When you factor in income, the story gets more interesting. For high earners, healthy food is affordable in both cities without much thought. For median earners it’s manageable, but the cost has been rising. For people at the poverty line, a healthy diet now takes up nearly a third of daily income — and that figure looks almost identical in New York and Stockholm by 2025, despite the very different social safety nets surrounding them.

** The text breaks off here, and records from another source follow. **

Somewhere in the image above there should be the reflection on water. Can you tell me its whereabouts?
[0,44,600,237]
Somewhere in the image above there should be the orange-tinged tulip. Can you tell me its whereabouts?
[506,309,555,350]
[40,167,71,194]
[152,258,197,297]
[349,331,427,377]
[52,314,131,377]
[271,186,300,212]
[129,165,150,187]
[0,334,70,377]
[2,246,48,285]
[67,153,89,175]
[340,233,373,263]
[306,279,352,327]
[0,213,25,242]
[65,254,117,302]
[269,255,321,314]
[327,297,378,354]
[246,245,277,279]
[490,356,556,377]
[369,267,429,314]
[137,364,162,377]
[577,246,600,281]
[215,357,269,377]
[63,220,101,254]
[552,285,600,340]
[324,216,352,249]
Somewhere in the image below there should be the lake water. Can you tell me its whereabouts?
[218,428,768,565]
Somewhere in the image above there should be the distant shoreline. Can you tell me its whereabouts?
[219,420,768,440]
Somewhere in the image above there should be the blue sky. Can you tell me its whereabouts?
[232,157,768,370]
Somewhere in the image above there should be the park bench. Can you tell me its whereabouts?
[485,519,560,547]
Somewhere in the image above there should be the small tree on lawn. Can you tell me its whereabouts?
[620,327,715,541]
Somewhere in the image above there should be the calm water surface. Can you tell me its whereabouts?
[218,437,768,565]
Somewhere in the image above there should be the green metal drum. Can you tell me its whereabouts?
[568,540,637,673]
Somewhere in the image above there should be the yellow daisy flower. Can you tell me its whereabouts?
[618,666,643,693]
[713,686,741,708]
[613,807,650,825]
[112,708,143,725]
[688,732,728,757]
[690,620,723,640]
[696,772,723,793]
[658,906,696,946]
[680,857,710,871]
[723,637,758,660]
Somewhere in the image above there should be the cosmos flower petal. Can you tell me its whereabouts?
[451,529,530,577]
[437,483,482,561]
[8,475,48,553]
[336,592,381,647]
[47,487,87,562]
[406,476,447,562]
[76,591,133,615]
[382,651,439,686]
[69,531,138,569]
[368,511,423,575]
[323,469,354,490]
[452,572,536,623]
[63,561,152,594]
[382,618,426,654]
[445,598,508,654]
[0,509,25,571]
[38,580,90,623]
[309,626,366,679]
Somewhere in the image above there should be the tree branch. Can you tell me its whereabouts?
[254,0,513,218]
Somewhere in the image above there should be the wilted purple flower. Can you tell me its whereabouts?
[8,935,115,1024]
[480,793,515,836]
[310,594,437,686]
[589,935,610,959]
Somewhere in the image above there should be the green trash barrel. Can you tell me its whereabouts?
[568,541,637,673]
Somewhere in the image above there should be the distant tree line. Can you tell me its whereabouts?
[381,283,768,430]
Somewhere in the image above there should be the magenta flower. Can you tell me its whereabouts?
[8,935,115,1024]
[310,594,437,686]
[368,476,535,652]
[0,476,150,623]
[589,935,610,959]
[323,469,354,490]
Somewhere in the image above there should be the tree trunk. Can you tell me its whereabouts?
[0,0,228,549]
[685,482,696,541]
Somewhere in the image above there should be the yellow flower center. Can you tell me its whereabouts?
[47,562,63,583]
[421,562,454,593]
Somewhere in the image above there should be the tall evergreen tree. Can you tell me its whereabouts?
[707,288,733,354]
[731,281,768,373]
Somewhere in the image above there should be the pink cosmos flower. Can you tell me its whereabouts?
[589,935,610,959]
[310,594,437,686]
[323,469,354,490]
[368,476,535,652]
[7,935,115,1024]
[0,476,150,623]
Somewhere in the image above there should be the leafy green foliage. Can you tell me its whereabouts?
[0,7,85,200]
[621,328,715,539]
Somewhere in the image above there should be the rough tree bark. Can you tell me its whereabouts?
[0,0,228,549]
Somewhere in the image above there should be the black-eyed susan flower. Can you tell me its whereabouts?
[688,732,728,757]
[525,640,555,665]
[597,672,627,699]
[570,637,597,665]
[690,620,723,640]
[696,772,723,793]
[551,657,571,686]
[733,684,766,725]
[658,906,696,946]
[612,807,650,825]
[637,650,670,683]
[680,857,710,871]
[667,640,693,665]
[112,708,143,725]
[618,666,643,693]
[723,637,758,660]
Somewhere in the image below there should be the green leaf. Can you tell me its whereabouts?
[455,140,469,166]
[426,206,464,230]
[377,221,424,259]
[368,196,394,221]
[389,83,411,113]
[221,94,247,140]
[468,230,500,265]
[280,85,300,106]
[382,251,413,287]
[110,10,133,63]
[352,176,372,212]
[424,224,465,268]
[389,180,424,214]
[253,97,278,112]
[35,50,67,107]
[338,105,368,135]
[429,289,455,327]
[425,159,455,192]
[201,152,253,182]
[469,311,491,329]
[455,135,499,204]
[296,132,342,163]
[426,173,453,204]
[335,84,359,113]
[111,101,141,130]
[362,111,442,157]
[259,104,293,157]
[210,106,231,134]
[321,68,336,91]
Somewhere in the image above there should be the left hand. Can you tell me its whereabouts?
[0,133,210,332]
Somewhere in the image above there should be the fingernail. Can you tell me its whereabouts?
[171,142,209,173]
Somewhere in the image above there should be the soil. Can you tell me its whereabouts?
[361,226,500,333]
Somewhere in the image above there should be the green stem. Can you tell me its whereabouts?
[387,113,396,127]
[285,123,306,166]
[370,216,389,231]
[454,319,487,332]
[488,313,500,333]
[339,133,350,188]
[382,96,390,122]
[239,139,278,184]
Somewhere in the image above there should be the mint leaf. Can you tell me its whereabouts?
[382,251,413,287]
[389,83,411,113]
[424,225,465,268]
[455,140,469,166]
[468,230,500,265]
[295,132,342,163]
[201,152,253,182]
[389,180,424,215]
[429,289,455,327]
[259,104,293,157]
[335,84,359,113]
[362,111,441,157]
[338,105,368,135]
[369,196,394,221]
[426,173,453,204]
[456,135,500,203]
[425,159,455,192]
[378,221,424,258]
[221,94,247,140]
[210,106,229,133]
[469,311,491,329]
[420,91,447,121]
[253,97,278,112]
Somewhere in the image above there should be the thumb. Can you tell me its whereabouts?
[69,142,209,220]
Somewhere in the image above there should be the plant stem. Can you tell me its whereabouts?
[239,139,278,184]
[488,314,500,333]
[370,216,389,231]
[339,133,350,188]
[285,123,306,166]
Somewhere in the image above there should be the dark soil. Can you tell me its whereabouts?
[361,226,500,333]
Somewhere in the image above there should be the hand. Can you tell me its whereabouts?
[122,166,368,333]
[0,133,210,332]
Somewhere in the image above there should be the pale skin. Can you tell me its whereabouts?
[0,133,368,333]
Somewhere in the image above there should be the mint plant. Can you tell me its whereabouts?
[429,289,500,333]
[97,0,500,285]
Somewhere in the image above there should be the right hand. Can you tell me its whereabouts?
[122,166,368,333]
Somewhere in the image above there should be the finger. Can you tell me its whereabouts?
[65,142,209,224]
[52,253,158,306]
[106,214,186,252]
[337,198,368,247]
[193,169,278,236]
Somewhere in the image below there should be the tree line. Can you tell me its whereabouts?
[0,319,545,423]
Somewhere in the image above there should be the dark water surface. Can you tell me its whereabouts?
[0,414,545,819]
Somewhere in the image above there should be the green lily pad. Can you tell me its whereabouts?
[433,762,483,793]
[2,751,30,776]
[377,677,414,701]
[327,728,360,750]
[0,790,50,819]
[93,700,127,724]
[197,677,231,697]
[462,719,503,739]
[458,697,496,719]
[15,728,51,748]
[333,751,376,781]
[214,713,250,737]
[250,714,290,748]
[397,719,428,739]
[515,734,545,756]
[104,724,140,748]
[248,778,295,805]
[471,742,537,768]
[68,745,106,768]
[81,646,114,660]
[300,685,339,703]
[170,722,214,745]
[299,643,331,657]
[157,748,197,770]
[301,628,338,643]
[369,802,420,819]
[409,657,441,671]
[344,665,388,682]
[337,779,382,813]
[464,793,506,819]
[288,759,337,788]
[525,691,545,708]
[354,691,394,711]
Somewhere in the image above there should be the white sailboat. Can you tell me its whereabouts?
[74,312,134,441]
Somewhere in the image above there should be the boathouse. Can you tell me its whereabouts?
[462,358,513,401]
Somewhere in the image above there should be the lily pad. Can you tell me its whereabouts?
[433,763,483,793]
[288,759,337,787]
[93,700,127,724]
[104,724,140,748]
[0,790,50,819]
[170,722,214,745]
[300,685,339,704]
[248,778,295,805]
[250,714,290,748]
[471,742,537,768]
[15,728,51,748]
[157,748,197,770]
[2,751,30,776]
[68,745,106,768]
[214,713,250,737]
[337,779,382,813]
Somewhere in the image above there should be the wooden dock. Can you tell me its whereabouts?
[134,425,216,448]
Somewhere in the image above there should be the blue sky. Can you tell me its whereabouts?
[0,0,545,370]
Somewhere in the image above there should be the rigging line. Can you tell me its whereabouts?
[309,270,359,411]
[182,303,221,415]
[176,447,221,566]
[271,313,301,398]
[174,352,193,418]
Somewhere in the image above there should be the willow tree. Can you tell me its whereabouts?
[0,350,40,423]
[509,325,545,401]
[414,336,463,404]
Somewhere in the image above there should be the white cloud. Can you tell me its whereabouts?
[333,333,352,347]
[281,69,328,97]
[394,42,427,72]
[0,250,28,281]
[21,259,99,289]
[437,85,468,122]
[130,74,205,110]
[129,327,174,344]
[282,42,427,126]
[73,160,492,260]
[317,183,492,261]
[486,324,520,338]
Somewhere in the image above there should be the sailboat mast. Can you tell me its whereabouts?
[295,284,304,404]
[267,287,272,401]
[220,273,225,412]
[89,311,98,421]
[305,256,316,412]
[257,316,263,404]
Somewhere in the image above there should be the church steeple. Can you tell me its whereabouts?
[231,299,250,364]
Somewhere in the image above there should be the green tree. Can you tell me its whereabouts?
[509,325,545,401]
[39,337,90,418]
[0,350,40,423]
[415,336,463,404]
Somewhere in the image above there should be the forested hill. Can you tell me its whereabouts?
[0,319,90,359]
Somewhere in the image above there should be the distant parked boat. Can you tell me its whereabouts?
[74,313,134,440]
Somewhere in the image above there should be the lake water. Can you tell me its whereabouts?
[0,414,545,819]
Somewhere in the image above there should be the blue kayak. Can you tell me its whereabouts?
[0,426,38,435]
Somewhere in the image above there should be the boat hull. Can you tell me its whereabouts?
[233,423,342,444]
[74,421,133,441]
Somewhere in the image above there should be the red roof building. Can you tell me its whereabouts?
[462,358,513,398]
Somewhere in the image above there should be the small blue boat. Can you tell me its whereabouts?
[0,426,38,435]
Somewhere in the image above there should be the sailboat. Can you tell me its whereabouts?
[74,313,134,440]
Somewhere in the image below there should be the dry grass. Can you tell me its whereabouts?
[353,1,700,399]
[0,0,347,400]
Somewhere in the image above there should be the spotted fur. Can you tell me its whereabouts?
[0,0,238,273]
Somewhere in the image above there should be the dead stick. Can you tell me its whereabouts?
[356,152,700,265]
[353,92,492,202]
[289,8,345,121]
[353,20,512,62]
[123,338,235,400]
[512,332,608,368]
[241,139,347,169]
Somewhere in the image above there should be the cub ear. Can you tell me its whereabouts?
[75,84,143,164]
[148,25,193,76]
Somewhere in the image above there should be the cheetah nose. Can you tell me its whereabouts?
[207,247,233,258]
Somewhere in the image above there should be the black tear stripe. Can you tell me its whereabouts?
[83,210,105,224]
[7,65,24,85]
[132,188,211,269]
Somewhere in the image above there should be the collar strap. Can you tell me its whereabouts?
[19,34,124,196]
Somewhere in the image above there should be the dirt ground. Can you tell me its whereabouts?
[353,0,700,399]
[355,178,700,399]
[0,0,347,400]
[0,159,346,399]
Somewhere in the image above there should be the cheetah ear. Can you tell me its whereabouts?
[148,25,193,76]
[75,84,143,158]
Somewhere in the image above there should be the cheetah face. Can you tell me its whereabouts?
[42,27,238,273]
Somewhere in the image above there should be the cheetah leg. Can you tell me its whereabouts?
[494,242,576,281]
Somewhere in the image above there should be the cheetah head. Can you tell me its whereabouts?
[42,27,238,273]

Where you live matters. What you earn matters more. And what counts as “cheap food” depends entirely on what you’re willing to eat.


Limitations

  • Premium basket prices are estimates. Whole Foods and ICA Maxi prices were manually curated for 2025 and back-calculated using national food CPI indices. This keeps the basket consistent over time but doesn’t capture how individual item prices actually moved.
  • Fixed exchange rate. All SEK values use a fixed 0.091 USD/SEK rate. Currency movements would affect the cross-country comparisons.
  • Store tier mismatch. Whole Foods is a premium US retailer; ICA Maxi is a mainstream Swedish supermarket. A like-for-like comparison would match store tiers more carefully.
  • National wages, not city wages. NYC wages are well above the US median; Stockholm wages are close to the Swedish median. City-level wage data would make the affordability analysis sharper.
  • FAO methodology. The FAO basket prices the cheapest available items and may not reflect what people actually eat or what’s realistically accessible in a given area.
  • Numbeo is crowdsourced. City-level prices from Numbeo depend on user submissions and may not always reflect current retail reality.